We had a nice note from Jackie Mannion who lives in Framingham, Massachusetts, pointing out that we got the date wrong on one of our photographs of Galway Rowing Club last week. We showed the 1949 crew that won the Junior 8s Championship of Ireland with Jackie Mannion rowing at 2, but we titled it “The crew that won the Maiden 8s in 1948”, which had Jimmy Ellwood rowing at No 2. Our mistake. Thank you Jackie.
A fascinating book entitled An ‘Antiquarian Craze’, the life, times and work in archaeology of Patrick Lyons RIC, written by Máire Lohan, was published at the weekend. It deals with a lot of field monuments in south Mayo and north Galway documented by this policeman and is well illustrated with a lot of photographs taken by him.

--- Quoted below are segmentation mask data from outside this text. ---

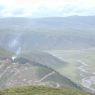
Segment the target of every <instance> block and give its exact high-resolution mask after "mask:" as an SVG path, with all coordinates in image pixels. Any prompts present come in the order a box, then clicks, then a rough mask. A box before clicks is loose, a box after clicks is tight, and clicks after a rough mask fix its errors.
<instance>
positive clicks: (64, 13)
mask: <svg viewBox="0 0 95 95" xmlns="http://www.w3.org/2000/svg"><path fill="white" fill-rule="evenodd" d="M75 15H78V16H92V15H95V0H0V17H33V18H40V17H66V16H75Z"/></svg>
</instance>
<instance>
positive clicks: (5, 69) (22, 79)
mask: <svg viewBox="0 0 95 95" xmlns="http://www.w3.org/2000/svg"><path fill="white" fill-rule="evenodd" d="M40 54H41V53H40ZM32 55H33V54H32ZM36 57H37V56H35V58H36ZM41 57H43V56H40V58H41ZM48 58H49V57H48ZM48 58H47V59H48ZM30 59H31V58H30ZM49 59H50V58H49ZM49 59H48V60H49ZM54 59H56V58H54ZM54 59H53V57H52V60H51V59H50V60H49V61H48V60H46V61H47V62H51V64H52V66H53V65H55V64H54V63H52V62H53V60H54ZM57 61H58V59H57ZM57 61H56V63H57ZM58 62H60V61H58ZM55 66H57V64H56V65H55ZM32 84H38V85H39V84H41V85H42V84H43V85H48V86H50V87H56V88H58V87H70V88H76V89H80V90H82V88H81V87H80V86H78V85H77V84H75V83H74V82H72V81H71V80H70V79H68V78H67V77H65V76H62V75H60V74H59V73H58V72H57V71H56V69H53V68H52V67H49V65H47V64H45V63H44V61H39V60H36V59H35V60H33V59H31V60H29V59H27V58H25V57H18V58H16V59H15V60H13V59H11V57H10V58H9V57H7V58H4V59H3V58H1V59H0V87H1V88H2V87H3V88H6V87H13V86H16V85H18V86H19V85H32Z"/></svg>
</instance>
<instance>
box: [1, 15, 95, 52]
mask: <svg viewBox="0 0 95 95" xmlns="http://www.w3.org/2000/svg"><path fill="white" fill-rule="evenodd" d="M94 20H95V16H86V17H85V16H72V17H66V18H64V17H63V18H57V17H56V18H41V19H31V18H3V19H0V23H1V24H0V47H3V48H7V49H9V50H14V51H16V49H17V48H19V47H21V48H22V49H24V50H25V49H28V50H31V49H35V50H38V49H40V50H45V49H80V48H91V47H95V43H94V42H95V32H94V31H95V22H94ZM5 43H6V44H5ZM13 43H15V45H14V44H13Z"/></svg>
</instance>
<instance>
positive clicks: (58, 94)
mask: <svg viewBox="0 0 95 95" xmlns="http://www.w3.org/2000/svg"><path fill="white" fill-rule="evenodd" d="M0 95H89V94H88V93H85V92H80V91H79V90H75V89H69V88H49V87H44V86H25V87H16V88H9V89H5V90H1V91H0Z"/></svg>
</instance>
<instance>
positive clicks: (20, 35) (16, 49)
mask: <svg viewBox="0 0 95 95" xmlns="http://www.w3.org/2000/svg"><path fill="white" fill-rule="evenodd" d="M21 35H22V34H21V33H20V34H18V35H16V37H14V39H13V40H12V42H11V43H10V44H9V48H10V49H13V50H14V51H15V54H14V55H13V56H12V57H11V58H12V60H13V61H14V60H15V59H16V58H17V56H18V55H19V54H20V53H21V46H20V42H19V41H20V38H21Z"/></svg>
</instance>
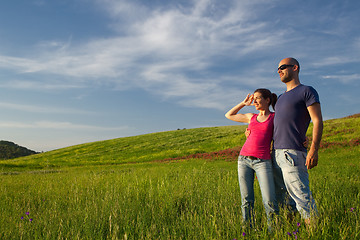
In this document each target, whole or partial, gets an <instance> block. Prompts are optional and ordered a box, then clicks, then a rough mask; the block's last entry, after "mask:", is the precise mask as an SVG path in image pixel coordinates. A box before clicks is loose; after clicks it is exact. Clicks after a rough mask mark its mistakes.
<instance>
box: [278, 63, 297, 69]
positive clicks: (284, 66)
mask: <svg viewBox="0 0 360 240" xmlns="http://www.w3.org/2000/svg"><path fill="white" fill-rule="evenodd" d="M293 66H295V65H288V64H283V65H281V66H280V67H278V71H279V70H284V69H286V68H287V67H293Z"/></svg>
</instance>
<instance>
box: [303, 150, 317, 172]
mask: <svg viewBox="0 0 360 240" xmlns="http://www.w3.org/2000/svg"><path fill="white" fill-rule="evenodd" d="M318 159H319V156H318V152H317V151H315V150H312V149H310V151H309V152H308V154H307V157H306V163H305V165H306V166H307V169H312V168H313V167H316V166H317V163H318Z"/></svg>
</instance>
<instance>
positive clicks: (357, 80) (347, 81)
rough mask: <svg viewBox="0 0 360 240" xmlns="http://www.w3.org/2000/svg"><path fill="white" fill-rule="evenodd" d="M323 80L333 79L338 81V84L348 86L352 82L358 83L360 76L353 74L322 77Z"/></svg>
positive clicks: (353, 82) (352, 82)
mask: <svg viewBox="0 0 360 240" xmlns="http://www.w3.org/2000/svg"><path fill="white" fill-rule="evenodd" d="M322 78H323V79H335V80H338V81H339V82H342V83H344V84H350V83H354V82H357V83H358V82H359V81H360V74H358V73H355V74H350V75H348V74H343V75H325V76H322Z"/></svg>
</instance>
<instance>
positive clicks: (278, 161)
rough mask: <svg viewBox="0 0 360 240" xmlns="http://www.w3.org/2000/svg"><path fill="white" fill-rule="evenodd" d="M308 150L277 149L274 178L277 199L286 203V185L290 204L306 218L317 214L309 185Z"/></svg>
mask: <svg viewBox="0 0 360 240" xmlns="http://www.w3.org/2000/svg"><path fill="white" fill-rule="evenodd" d="M306 155H307V154H306V152H302V151H298V150H294V149H276V150H275V154H274V158H275V161H274V163H273V165H274V179H275V185H276V189H277V200H278V202H279V203H284V202H285V201H284V197H285V196H286V195H285V194H284V191H282V190H284V186H285V188H286V190H287V192H288V194H289V195H290V197H291V199H290V202H288V203H289V205H290V206H291V207H292V208H293V206H294V203H296V209H297V210H298V211H299V213H300V215H301V217H302V218H304V219H308V218H310V217H311V216H312V215H313V214H315V215H317V208H316V204H315V200H314V199H313V197H312V193H311V191H310V186H309V174H308V171H307V167H306V165H305V163H306Z"/></svg>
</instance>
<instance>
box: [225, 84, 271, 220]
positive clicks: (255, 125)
mask: <svg viewBox="0 0 360 240" xmlns="http://www.w3.org/2000/svg"><path fill="white" fill-rule="evenodd" d="M276 100H277V96H276V94H274V93H271V92H270V91H269V90H268V89H257V90H255V92H254V94H251V95H250V94H248V95H247V96H246V98H245V99H244V101H242V102H241V103H239V104H238V105H236V106H235V107H233V108H232V109H231V110H230V111H228V112H227V113H226V114H225V117H226V118H228V119H230V120H232V121H235V122H243V123H249V127H248V129H249V131H250V134H249V136H248V138H247V139H246V142H245V144H244V145H243V147H242V149H241V151H240V156H239V159H238V174H239V185H240V193H241V202H242V205H241V210H242V215H243V219H244V221H245V222H250V224H251V221H252V215H253V208H254V174H255V173H256V176H257V179H258V181H259V185H260V190H261V195H262V201H263V204H264V207H265V212H266V215H267V219H268V225H269V226H270V221H271V218H272V217H271V216H272V215H273V214H274V213H278V206H277V202H276V198H275V185H274V179H273V172H272V164H271V155H270V145H271V141H272V136H273V129H274V123H273V121H274V115H275V113H273V112H270V110H269V107H270V105H272V107H273V108H274V106H275V103H276ZM250 105H253V106H255V108H256V110H258V111H259V113H258V114H254V113H246V114H240V113H238V112H239V110H240V109H242V108H243V107H245V106H250Z"/></svg>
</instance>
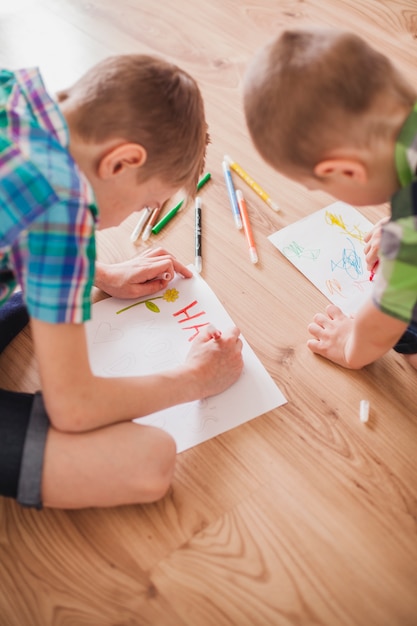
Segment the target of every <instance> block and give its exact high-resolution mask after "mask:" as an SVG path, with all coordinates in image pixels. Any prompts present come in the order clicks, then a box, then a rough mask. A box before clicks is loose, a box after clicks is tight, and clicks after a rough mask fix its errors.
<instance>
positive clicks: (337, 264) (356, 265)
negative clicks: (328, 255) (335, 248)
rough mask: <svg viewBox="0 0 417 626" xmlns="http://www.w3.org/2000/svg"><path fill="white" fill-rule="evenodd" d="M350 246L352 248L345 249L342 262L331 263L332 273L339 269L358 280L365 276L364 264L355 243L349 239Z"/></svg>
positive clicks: (336, 261) (350, 239)
mask: <svg viewBox="0 0 417 626" xmlns="http://www.w3.org/2000/svg"><path fill="white" fill-rule="evenodd" d="M347 240H348V241H349V244H350V248H343V251H342V258H341V259H340V261H332V260H331V261H330V264H331V268H332V272H334V270H335V269H336V268H337V269H342V270H344V271H345V272H346V274H347V275H348V276H349V277H350V278H352V279H355V278H358V277H359V276H362V274H363V264H362V260H361V258H360V256H359V254H358V253H357V252H356V250H355V246H354V244H353V241H352V240H351V239H349V238H347Z"/></svg>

Much of the material is published for the first time and is a wonderful addition to our knowledge of that area.
Another title published at the weekend is Western Wings, the story of Galway Flying Club by Bridie Egan-Mitchell. It is a lively and entertaining account, well illustrated, of Galway’s long association with aviation and with the club in particular, which is about 70 years old. All of the proceeds go to the flying club. The irrepressible Peadar O’Dowd has published another delightful collection of short stories entitled Final Tales of Galway which adds to the two previous such books of his... pure Galway nostalgia in good bookshops. Finally, watch out for West United Soccer Club’s calendar for 2009 at only €3 — it has an interesting collection of Old Galway photographs.